A couple of conservative writers have put forward the proposition that US armed forces should kill, not capture, terrorists when they encounter them on the battlefield, advocating a “take no prisoners” approach. I find this a troubling proposition. It’s one thing to kill another soldier in combat, but nothing in Catholic teaching would allow a soldier to kill an enemy who’s not in a position to fight back or who’s surrendering.
One of those writers, Michael Ledeen, whose words I linked above, make a strange claim as well:
Ralph Peters, one of my favorites, has a very strong piece arguing that in almost all cases, terrorists should be killed on the battlefield, not captured. It would be helpful to know how many POWs in previous wars behaved after the conflict, but of course there are many differences between regular soldiers and terrorists. The “kill or capture?” problem has historically been resolved in favor of “kill” for most of human history. Americans are among the very first to reflexively opt for “capture.”

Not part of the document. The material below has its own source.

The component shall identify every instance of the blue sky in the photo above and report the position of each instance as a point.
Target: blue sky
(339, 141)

I’m no historian, but I think this is false. In fact, I think until recently the difference between honorable warriors aand barbarians was precisely the treatment of captured enemy. Certainly, Americans were not the first. In the Age of Sail, the officers and crew of captured vessels were treated with dignity and honor, and often the captured officers were allowed free run solely on their word that they would not try to escape, which was called their “parole” (where we get the modern word from although the concept is somewhat degraded).
In the Age of Chivalry, also, captured knights were also treated with dignity as demanded by the chivalric code, sometimes even allowed to keep their armor and horses at the end of the conflict.
But it took “modern” man to develop ideals of cruelty that elevated what was once a battlefield aberration into an expected norm, ironically through doing battle with non-Western cultures that often took no prisoners.